A cambio del trabajo de media vida, ha comprado un montón de ladrillos, montón que supuso levantarlo unas pocas jornadas de trabajo a otro trabajador. Otro trabajador que tendrá que trabajar media vida para comprar uno de esos montones de ladrillos que él mismo construye cada día.
Eso es el capitalismo: Robar a los pobres para dárselo a los ricos. La máxima de Robin de Serwood, invertida y convertida en sistema económico.
Imaginaos nuestro querido planeta, con todas sus formas de vida, sus desiertos y selvas, el agua y el aire, plantas y animales, a toda la humanidad en su fascinante diversidad. Imaginaos esa pequeñita bola azul y blanca, en el cajón blindado de una colosal máquina tragaperras.
Ése es el final de esta partida, con estas reglas. Reglas de juego que no ha puesto ningún Dios, sino personas, como tú y como yo, interesadas en que sigamos jugando con su baraja trucada.
¿Es ese el destino que queremos? No es que otro mundo sea posible, es que es necesario construir otro mundo en un futuro, o no habrá futuro.
Un mundo en el que cada uno viva del fruto de su trabajo, y no del trabajo de los demás. ¿Soy un demonio o un lunático por proponerlo? ¿Es esto tan extraño, tan excepcional, tan grave? Debe serlo, pues millones de personas han sido encarcelas, torturadas, asesinadas, por defenderlo.
En el siglo XV, los gallegos protagonizaron una serie de luchas contra el sistema feudal establecido, que recibieron el nombre de guerras irmandiñas.
Desgraciadamente, a los éxitos militares no siguió un plan político y económico alternativo al sistema que combatían. Al no aprovechar la coyuntura favorable en que los nobles estaban huidos o en retirada para crear un nuevo orden social, la clase privilegiada se reagrupó y cargó contra el campesinado con una fiereza extrema (el mariscal Pardo de Cela recomendó al Conde de Lemos que "yinchiese os carvallos de vasalos"). Esa brutal represión logró extirpar de los gallegos el gen de la revuelta durante cinco siglos.
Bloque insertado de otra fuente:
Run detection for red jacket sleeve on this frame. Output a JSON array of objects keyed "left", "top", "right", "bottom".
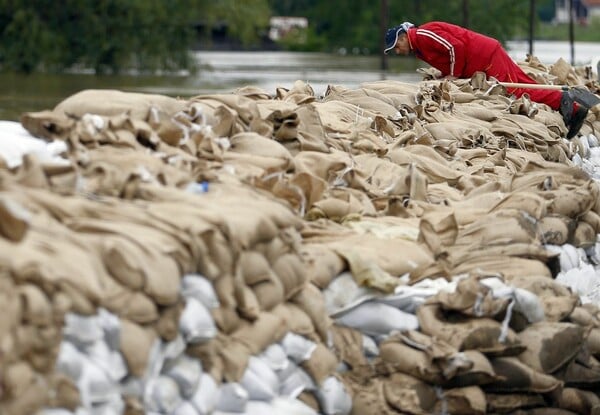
[{"left": 413, "top": 26, "right": 467, "bottom": 77}]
Aquellos años heroicos quedaron resumidos en las crónicas con una bellísima frase, que algún día me gustaría que sirviera para narrar la época que me tocó vivir:
No hay justicia ni a quien reclamarla. Por eso se levantaron las gentes, con permiso real, según unos, sin el permiso real, según otros. Había llegado el momento en que los gorriones habían de correr tras los falcones.